Babis Anagnostopoulos said he had elected “for extremely serious reasons” to put a stop to appeals court proceedings under way since May, without further explanation.
“My client has decided for extremely serious reasons, which cannot be announced, to waive all legal means, specifically the appeal he filed against the judgment of the mixed jury court in Athens,” the pilot’s lawyer, Alexandros Papaioannidis, said referring to the verdict of a lower court reached in Athens last year. “I will today proceed with all the [requisite] procedures … so that the trial at a secondary level does not continue.”
Anagnostopoulos, who claimed he killed his 19-year-old wife in the heat of the moment, had long argued his 27-year sentence should be reduced on account of mitigating circumstances.
Wednesday’s decision not only means he will have to serve his prison term to length – a sentence augmented by the 11.5 years he also received for choking his wife’s puppy and perverting the course of justice – but quashes any prospect of parole. By the time the 35-year-old is released from Greece’s high-security Malandrinos jail he will be in his late 50s.
The shock announcement came a week before the appeals trial was set to continue in the Greek capital. The UK-trained pilot, who smothered Crouch with a pillow in the couple’s rented maisonette in Athens, had lined up six defence witnesses, including his parents who were due to take the stand later this month.
Anagnostopoulos, who was described by psychiatrists as suffering from extreme narcissistic disorder, not only fooled authorities for the best part of six weeks – telling police the pair had been the victims of a bungled break-in and even singling out potential foreign “culprits” from police line-ups – but had played the grieving widower, going so far as to attend Crouch’s funeral holding their then 11-month-old daughter, Lydia, in his arms.
The infant was found at the scene by police on the bed where her mother, who is believed to have been attacked as she slept, lay dead. A coroner who subsequently examined the body described the murder as “both agonising and prolonged”.
Reacting to the news, the Briton’s distraught father, David, admitted he had been “astounded” by the decision but told the Guardian he was also “reluctant to take the announcement at face value”.

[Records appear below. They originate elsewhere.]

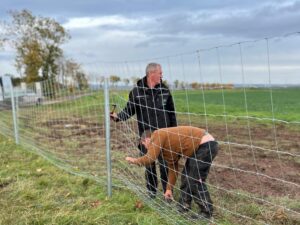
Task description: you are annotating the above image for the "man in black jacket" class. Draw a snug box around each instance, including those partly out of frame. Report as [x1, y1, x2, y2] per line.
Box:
[111, 63, 177, 197]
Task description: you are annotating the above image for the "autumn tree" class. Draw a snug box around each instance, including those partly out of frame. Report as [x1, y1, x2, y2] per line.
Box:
[123, 78, 130, 86]
[0, 10, 70, 82]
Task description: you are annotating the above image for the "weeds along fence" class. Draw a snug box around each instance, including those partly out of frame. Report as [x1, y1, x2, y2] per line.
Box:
[0, 32, 300, 224]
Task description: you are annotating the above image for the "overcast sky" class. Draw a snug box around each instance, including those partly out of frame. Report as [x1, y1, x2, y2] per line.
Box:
[0, 0, 300, 84]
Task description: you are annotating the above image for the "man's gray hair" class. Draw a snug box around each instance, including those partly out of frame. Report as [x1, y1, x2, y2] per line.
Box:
[140, 130, 153, 141]
[146, 62, 161, 76]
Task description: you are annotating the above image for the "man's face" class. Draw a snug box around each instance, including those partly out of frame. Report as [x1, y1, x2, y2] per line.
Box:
[149, 66, 162, 85]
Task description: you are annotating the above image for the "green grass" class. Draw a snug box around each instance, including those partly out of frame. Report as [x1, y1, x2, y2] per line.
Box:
[173, 88, 300, 121]
[0, 135, 166, 224]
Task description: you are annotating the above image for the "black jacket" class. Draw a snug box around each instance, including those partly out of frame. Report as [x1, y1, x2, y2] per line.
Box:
[118, 77, 177, 135]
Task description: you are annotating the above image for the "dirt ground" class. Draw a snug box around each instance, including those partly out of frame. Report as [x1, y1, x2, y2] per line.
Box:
[41, 118, 300, 198]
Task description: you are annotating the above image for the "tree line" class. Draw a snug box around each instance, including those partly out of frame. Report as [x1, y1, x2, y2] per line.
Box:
[0, 9, 87, 95]
[106, 75, 234, 90]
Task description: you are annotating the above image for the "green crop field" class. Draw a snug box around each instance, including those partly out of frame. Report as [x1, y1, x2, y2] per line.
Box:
[173, 88, 300, 121]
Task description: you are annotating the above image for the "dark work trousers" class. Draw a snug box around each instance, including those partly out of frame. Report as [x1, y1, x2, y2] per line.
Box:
[138, 144, 168, 197]
[179, 141, 218, 215]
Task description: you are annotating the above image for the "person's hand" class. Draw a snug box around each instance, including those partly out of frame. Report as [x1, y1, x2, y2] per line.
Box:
[110, 112, 118, 122]
[125, 157, 136, 164]
[164, 190, 173, 201]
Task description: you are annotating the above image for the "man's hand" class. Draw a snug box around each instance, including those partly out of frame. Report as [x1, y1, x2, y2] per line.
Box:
[110, 112, 119, 122]
[164, 190, 173, 201]
[125, 157, 136, 164]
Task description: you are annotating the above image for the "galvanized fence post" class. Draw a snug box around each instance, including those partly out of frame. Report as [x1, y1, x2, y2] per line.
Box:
[7, 76, 19, 144]
[104, 78, 112, 197]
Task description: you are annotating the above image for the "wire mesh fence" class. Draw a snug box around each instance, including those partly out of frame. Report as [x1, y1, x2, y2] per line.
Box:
[0, 32, 300, 224]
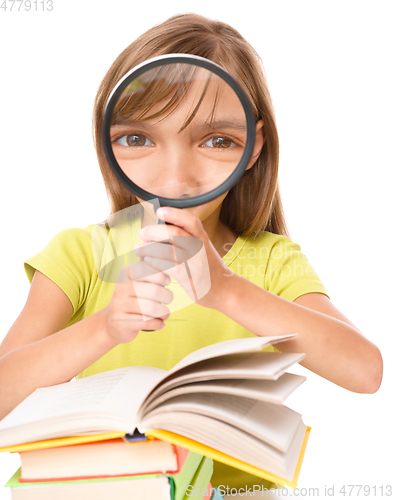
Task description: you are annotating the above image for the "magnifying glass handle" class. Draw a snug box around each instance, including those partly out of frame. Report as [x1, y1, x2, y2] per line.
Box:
[141, 218, 172, 332]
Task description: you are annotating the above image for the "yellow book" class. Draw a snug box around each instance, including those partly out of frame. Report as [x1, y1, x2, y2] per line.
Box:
[0, 334, 310, 487]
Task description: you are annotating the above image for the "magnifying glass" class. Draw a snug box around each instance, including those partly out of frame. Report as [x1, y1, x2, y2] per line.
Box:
[102, 54, 256, 213]
[102, 54, 256, 328]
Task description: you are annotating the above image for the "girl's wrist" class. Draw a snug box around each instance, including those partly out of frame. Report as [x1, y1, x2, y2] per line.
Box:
[94, 307, 119, 352]
[214, 270, 242, 316]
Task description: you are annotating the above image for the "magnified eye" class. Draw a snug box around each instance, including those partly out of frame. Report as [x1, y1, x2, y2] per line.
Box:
[203, 136, 236, 149]
[115, 134, 153, 147]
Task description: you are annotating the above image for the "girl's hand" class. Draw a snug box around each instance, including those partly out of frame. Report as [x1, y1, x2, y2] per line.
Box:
[104, 260, 173, 344]
[134, 207, 230, 309]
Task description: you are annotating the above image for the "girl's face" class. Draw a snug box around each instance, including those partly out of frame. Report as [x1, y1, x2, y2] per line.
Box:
[110, 69, 263, 207]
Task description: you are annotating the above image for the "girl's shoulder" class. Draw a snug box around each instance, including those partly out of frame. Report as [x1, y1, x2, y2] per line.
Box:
[241, 231, 301, 260]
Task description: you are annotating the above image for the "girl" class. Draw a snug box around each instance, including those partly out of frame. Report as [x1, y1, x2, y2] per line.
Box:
[0, 14, 382, 494]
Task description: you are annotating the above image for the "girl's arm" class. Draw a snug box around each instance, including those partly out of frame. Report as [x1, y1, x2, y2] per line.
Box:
[137, 207, 383, 393]
[0, 271, 172, 420]
[218, 274, 383, 394]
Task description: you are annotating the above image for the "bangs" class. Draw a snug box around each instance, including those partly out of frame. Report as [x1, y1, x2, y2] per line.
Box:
[111, 63, 223, 132]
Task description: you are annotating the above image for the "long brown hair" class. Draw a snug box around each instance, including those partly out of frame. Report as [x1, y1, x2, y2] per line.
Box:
[93, 14, 288, 237]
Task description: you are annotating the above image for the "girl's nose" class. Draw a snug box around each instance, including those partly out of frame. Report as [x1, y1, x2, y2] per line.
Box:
[152, 145, 202, 198]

The retired gas and oil executive, who raised Caroline on the island of Alonissos after settling in Greece with her Filipina-born mother, Susana, said that in the face of it the decision was “wonderful news for my family and me”.
“Every time he appears in court we are forced to relive the nightmares of the last two years and listen to his lies as he tries to justify his killing of my daughter,” he wrote in an email. “Unfortunately I am not convinced we have heard the last of [him], he is a tricky, duplicitous bastard; not very smart but a born actor who always has his eye on the main chance … I can’t believe that he is prepared to drop his appeal and calmly return to prison to serve out his life sentence plus 11 and a half years – he is not that kind of person.”
It was, he said, his “resolute” determination that neither the pilot, nor his parents, would “ever lay eyes on my beautiful little granddaughter”.
Earlier this year the 77-year-old revealed that Lydia, who is now three, had relocated with her grandmother to Manila in the Philippines.